The proposal still stands before ARENA.
Just hours after the tour Dr McGirr said he was very impressed with the project and it "ticks a lot of boxes and appears sensible and sustainable".
"It makes a lot of sense, I mean how good would it be for Lockhart to have cut-price electricity for electric cars? Council is looking at that, they're progressive," he said.
"I really think we're at a tipping point for electric vehicles here in Australia in the next 10 years and this council knows that and they're looking at how to capitalise on it."
Council is currently undergoing a redesign of Lockhart's central business district and electric car charging stations are part of the design.
Dr McGirr said the difference between success and failure in regional towns is often strong leadership and "I really think that is why council is so important, if people can feel a link to the decisions made then that is harnessing a community's power.
"If the people are close to economic decisions that are growing the town then they feel a part of," said Dr McGirr.
He said council had mentioned the project to him at the time of the byelection that brought him to power (September last year),
This is a project that creates good baseload power 24 hours a day.
"What's difficult to understand about this project is where the agencies (ARENA and the Clean Energy Finance Corporation) sit on this project.
"They seem reticent and that puzzles me - I wonder whether that reflects an ambivalence at the federal level toward the project and renewable energy in general.
“I think that attitude can then filter down through the bureaucracy."
ARENA's demurring about the project also puzzles Lockhart Mayor Rodger Schirmer.
"I don't understand it.

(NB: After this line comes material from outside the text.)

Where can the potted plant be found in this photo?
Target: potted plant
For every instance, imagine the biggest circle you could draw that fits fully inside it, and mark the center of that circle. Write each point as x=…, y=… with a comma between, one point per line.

This is a project that creates good baseload power 24 hours a day," he said, referring to the methane burner complemented by solar panels that will power the project.
"We're not talking about blanketing the country with solar panels that go to sleep at night, exactly when we have power spikes, this is baseload power."
And he said electricity being injected into the grid at Lockhart would make electricity at the further reaches of the grid more stable, reducing blackouts and brownouts.
The market is moving on - the cost of electricity is driving people to look at alternatives.
Mr Schirmer said he felt there was an opportunity to create an entire industry in the Lockhart Shire, removing green waste from capital cities, which pay people to take it away.
That waste could then be feedstock for a waste-to-energy generator, one much larger than that proposed for Lockhart currently.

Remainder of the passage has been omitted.